I’ve been trying to get back into running, and have even gotten my wife – a long-time cyclist – interested. Recently we watched a film called “Run For Your Life,” about the founder of the New York Marathon, Fred Lebow. In 1978 he got Waitz to run her first marathon. She won and broke the world record by two minutes. She won the race nine times and broke the world record three consecutive years.

In 1992, she ran her last marathon, running with Fred Lebow in his first and only run of the legendary marathon he created, three years after he got brain cancer. The bond between them had grown very dense over the years because of the synergy they shared through running. She helped make the NYC Marathon the massive success it’s become, and he helped her realize her superiority at the event, which essentially made her career.

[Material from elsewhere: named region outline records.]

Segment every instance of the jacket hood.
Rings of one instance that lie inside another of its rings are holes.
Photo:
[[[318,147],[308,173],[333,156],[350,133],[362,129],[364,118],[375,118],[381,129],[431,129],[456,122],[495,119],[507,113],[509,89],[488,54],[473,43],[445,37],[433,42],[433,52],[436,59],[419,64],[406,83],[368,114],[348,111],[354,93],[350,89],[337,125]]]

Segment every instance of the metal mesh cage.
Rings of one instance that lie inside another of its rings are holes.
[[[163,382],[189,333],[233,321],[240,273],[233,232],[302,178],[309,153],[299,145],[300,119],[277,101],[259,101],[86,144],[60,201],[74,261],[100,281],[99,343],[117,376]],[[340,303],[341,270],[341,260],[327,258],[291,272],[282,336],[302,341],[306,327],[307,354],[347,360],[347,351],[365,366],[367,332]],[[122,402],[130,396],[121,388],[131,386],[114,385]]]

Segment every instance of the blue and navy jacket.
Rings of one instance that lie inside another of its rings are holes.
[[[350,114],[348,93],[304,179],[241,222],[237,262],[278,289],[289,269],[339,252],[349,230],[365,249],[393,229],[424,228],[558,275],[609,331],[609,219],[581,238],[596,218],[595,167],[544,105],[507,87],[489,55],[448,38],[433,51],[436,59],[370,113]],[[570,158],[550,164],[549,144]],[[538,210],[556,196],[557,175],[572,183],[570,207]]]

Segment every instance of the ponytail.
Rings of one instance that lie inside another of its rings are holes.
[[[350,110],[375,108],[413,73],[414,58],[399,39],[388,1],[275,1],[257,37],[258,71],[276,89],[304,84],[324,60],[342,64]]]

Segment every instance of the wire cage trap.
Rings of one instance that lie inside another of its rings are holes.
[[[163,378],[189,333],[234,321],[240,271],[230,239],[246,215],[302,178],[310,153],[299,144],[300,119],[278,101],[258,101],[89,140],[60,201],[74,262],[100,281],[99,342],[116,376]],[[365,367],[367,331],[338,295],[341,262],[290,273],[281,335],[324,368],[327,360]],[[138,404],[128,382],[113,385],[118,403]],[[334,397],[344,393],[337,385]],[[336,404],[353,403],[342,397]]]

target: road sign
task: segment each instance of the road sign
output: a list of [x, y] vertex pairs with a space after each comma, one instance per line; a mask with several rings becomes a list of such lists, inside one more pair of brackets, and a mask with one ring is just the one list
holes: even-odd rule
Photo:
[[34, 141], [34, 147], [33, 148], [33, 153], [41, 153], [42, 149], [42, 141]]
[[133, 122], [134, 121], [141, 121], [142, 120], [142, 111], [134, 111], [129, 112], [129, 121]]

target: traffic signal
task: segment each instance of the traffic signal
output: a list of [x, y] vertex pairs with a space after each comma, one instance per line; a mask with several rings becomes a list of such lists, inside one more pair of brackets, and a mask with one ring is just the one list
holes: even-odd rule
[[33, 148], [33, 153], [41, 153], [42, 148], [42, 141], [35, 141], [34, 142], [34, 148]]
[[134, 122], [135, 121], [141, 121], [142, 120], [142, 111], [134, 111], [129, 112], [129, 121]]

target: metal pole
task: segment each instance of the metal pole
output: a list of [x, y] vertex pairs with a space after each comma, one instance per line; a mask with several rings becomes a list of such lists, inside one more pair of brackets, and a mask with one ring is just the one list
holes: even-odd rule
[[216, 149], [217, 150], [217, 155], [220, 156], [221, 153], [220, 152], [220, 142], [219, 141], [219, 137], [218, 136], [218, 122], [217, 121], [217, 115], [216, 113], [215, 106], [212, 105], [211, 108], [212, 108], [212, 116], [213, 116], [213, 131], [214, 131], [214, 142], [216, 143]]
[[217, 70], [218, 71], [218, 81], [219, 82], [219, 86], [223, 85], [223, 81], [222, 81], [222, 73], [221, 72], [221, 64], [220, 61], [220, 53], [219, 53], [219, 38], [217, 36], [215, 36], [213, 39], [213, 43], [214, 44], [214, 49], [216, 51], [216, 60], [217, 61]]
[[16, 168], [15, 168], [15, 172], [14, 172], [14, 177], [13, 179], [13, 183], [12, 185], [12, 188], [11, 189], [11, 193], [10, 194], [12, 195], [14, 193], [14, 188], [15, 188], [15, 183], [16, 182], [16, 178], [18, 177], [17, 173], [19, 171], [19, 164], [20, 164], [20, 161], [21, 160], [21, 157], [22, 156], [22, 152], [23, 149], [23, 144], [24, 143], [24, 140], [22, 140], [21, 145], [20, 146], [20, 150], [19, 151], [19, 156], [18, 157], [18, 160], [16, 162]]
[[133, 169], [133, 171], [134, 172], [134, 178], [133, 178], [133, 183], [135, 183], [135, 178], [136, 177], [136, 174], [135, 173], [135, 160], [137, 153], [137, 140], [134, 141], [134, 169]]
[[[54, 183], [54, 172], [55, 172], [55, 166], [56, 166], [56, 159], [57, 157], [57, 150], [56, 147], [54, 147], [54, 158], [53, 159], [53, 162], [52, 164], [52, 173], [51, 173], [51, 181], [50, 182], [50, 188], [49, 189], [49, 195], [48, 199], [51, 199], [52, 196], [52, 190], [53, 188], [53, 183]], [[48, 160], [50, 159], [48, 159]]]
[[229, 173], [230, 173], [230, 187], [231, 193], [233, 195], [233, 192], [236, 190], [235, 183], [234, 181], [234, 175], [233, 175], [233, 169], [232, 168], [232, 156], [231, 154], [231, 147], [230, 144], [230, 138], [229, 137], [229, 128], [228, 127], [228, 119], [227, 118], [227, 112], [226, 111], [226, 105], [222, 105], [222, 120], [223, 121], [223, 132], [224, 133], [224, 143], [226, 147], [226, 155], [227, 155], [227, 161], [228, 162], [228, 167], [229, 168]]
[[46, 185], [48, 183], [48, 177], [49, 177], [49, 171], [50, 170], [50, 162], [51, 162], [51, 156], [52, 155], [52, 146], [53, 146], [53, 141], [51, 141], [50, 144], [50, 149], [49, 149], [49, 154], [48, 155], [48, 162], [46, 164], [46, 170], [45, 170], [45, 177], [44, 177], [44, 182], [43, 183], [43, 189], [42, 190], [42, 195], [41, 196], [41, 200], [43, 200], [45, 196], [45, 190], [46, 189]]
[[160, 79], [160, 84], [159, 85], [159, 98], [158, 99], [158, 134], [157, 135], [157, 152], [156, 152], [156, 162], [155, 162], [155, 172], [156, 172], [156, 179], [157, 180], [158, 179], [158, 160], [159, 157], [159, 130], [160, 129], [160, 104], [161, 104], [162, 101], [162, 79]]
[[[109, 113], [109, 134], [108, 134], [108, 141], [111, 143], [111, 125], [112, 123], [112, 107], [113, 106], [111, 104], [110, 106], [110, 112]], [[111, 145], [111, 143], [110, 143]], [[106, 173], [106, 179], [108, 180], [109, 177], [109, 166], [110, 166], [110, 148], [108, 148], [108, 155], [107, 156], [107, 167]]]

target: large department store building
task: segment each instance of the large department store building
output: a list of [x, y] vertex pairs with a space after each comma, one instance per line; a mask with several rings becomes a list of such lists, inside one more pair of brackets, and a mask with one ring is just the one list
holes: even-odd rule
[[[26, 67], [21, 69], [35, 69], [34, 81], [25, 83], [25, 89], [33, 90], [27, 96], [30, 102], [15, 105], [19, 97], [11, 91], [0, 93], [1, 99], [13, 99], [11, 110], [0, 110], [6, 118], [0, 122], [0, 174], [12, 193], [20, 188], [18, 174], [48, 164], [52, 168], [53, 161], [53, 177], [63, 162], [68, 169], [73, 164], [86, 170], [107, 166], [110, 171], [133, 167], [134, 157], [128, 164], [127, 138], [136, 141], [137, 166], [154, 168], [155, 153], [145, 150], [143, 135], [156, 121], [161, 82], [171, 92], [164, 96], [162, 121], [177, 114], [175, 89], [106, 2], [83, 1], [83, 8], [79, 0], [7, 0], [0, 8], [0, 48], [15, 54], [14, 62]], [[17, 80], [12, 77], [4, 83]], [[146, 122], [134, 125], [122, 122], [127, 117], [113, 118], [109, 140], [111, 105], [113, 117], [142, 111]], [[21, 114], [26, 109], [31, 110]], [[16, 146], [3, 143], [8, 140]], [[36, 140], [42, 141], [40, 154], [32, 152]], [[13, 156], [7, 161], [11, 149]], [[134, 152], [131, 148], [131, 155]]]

Grete Waitz and Fred Lebow finishing the 1992 New York Marathon

Waitz & Lebow at the finish

The video footage of Waitz running with Lebow in 1992 shows – for me – the most profound expression of love I’ve ever seen. You must watch to understand what I mean. Accustomed to running the distance in under 2:30, Waitz protected the frail Lebow for five-and-a-half hours that day. You can see her during the run acting as the supreme guardian for a cherished friend, scanning the road with every step to make sure he would be safe and make it to the end. When they crossed the finish line, the expression on her face before they embraced shows a care so rare and moving that it’s hardly comprehensible. Their embrace afterward – you must watch this closely – is only more intense. To me, it represents the kind of compassion and humanity that needs to be put at the top of the endangered emotions list. It’s really an example of the almost unattainable ideal of true friendship. Lebow died two years later, outliving by a large margin his oncologists’ predictions.

When I saw the news that she died my heart sunk. I hadn’t known of her battle with cancer for the past six years. She was only 57. There’s something very tough about having one’s perception of a childhood athletic idol transform into the superlative expression of love and compassion and then, suddenly, to discover she died too young.  It is hard on the world to lose people like that.